French footballer (born 1996)

Loïc Goujon (born 9 January 1996) is a French professional footballer who plays for club Concarneau as a midfielder.

==Career==
As a child, Goujon played for his home city club, FC Sens. When he moved to college, he was spotted at a tournament by AJ Auxerre and joined their B team in 2014, aged 18. He made his Ligue 2 debut for the first team as a late substitute in a 0–0 draw at Red Star, the first game of the 2016–17, on 30 July 2016. He made his full debut on 12 August 2016 in a 4–2 win at Bourg-en-Bresse. On 14 December 2016, after becoming a regular in the first team, he signed his first professional contract with the club.
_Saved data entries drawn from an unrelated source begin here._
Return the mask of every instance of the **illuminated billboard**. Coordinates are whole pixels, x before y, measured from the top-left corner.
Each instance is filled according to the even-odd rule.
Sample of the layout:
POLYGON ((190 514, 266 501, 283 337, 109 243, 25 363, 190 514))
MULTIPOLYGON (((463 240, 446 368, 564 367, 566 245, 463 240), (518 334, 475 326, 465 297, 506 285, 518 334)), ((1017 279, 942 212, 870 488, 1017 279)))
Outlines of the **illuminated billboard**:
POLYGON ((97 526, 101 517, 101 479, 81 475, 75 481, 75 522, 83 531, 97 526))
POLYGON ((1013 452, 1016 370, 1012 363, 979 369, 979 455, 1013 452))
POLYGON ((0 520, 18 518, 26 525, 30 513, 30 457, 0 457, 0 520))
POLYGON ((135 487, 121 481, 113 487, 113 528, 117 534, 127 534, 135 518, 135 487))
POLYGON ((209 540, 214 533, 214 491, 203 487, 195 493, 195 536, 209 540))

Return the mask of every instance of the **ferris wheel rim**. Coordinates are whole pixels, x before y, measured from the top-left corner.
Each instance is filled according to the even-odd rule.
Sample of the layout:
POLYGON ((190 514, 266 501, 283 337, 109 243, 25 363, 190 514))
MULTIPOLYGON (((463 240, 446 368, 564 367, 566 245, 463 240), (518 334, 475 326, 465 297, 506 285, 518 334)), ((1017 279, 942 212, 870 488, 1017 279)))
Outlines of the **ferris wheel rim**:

In October 2017, Goujon was loaned to Boulogne in the Championnat National. He scored his first senior league goal whilst at the club, on 16 February 2018 in a 2–1 win over Chambly. After the loan he returned to Auxerre, where he was a part of the first team squad for the 2018–19 Ligue 2 season. At the end of the season, he was not successful in negotiating a contract extension, and left Auxerre.

On 16 July 2019, Goujon signed for Red Star.

He moved to Ligue 2 side US Orléans in June 2020.